By changing perspectives a whole new world is revealed to us. Through the lens of a camera a change in perspective can reveal the volume and distance of an object, or even a hidden subject that helps create an aesthetically pleasing composition.
Shooting a tree from above has completely different characteristics than shooting up the trunk from below. Though they are the same subject, the images tell a completely different story.
In business and in our personal lives it is essential to remain open to new options, new ways of thinking. This change in perspective can reveal itself in many ways – constructive feedback from others, or simply looking at your problem through the eyes of someone else that is completely detached from the outcome.

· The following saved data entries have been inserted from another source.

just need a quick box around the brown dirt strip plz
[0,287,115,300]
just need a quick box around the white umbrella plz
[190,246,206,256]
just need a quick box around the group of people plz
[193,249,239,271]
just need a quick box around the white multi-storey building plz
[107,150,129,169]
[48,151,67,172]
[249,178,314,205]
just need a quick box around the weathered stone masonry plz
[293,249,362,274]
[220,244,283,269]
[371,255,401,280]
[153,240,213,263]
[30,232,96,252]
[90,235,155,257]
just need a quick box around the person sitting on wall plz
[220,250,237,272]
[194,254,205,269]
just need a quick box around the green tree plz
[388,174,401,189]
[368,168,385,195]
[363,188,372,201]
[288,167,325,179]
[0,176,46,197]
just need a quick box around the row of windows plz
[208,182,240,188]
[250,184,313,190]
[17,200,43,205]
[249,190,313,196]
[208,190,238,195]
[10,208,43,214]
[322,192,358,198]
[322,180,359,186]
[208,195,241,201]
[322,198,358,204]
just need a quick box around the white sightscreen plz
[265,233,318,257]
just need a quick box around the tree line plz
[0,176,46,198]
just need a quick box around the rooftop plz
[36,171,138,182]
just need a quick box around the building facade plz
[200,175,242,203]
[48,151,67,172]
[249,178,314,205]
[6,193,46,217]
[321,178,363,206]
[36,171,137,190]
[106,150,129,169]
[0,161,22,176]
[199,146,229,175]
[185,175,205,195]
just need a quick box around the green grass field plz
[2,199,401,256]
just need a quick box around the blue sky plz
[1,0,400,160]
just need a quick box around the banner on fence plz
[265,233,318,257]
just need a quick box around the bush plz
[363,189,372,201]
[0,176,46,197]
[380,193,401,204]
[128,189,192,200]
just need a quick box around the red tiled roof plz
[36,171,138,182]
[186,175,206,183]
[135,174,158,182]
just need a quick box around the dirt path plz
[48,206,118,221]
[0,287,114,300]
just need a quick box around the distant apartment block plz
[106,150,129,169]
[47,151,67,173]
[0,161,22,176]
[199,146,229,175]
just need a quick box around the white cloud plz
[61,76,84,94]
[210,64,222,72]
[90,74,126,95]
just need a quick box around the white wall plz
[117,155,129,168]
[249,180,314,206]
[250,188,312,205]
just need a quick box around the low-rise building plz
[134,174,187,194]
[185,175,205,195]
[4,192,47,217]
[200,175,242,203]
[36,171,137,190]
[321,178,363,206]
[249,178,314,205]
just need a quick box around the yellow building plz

To think about it another way, a cube appears flat when you’re standing directly in front of one side. When you just take the time to step slightly to the right, a new dimension is exposed. It’s a whole new way of thinking.
We are faced with choices and obstacles each day in business and in life. How we deal with these roadblocks is what defines us both personally and professionally. Taking a picture can help to keep in mind the drastic impact that a simple change of perspective can make on our outcome.

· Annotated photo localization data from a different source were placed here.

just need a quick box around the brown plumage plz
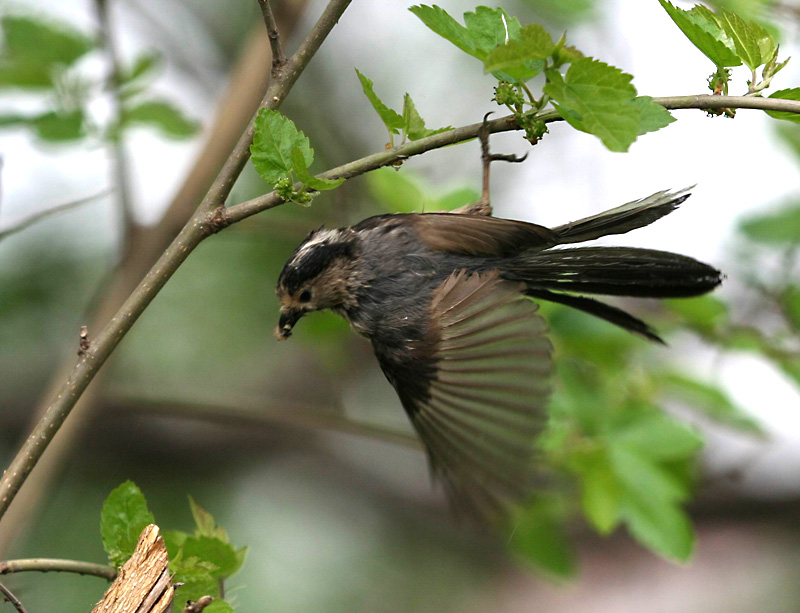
[274,187,721,524]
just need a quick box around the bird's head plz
[275,227,360,340]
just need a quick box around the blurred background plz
[1,0,799,610]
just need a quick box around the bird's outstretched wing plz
[371,269,553,524]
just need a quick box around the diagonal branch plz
[0,558,116,581]
[0,0,352,523]
[0,581,26,613]
[258,0,287,76]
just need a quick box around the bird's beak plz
[274,307,304,341]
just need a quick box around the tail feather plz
[525,288,665,343]
[507,246,722,298]
[552,188,692,245]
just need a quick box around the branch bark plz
[0,558,116,581]
[0,581,26,613]
[0,0,351,526]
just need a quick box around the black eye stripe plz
[299,290,311,302]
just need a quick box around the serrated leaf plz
[463,6,522,57]
[291,147,343,191]
[355,69,404,135]
[658,0,741,68]
[410,5,521,61]
[719,9,773,70]
[483,22,553,83]
[634,96,675,135]
[250,109,313,185]
[620,493,695,562]
[100,481,156,568]
[543,58,640,152]
[122,100,199,139]
[508,497,576,578]
[739,199,800,244]
[765,89,800,124]
[409,5,479,58]
[189,496,228,541]
[662,373,763,433]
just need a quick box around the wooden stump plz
[92,524,173,613]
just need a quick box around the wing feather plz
[372,269,553,524]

Another exercise I like to recommend is any time you see something beautiful, interesting, or that just simply makes you feel good – take a picture of it. That beautiful sunset you see on your way home from work, pull off to the side of the road and just shoot it. You have the time.
This act makes us more conscious of the beauty that we are surrounded by on a daily basis. It also works at making us more conscious of our own emotions – of knowing when we are feeling good, or what makes us feel good. The more that we can identify with that feeling, the more we will notice it and attract it into our lives.
Photography is a way to intentionally notice these things. It is of course possible to tell ourselves to just be aware of these metaphorical representations in our everyday lives – but for some of us, an extra effort is necessary to truly lock in the significance and commit it to our subconscious.
I continue to shoot because it reminds me to connect with the world around me. It reminds me of how beautiful life is, and of how much control I have over the things in my life that I take notice of. The one true thing that we can control in our lives is our thoughts, and when we pull out our camera to capture something, we are choosing what to focus on in that moment. We are conscious, we are alive.
There are many more examples of photography being a vehicle for success and of well-being – more than I have space to dive into in just one article. There are also many approaches to achieving the state of mind I have mentioned above that have nothing to do with a camera.
The value that I see in using photography to sharpen our mental awareness is that taking a picture is a physical action that forces you to be conscious of what you are doing, it is widely available, very easy to use, and finally – it comes with the gratification of creating something beautiful – and there is nothing more rewarding than making the world just a little more beautiful.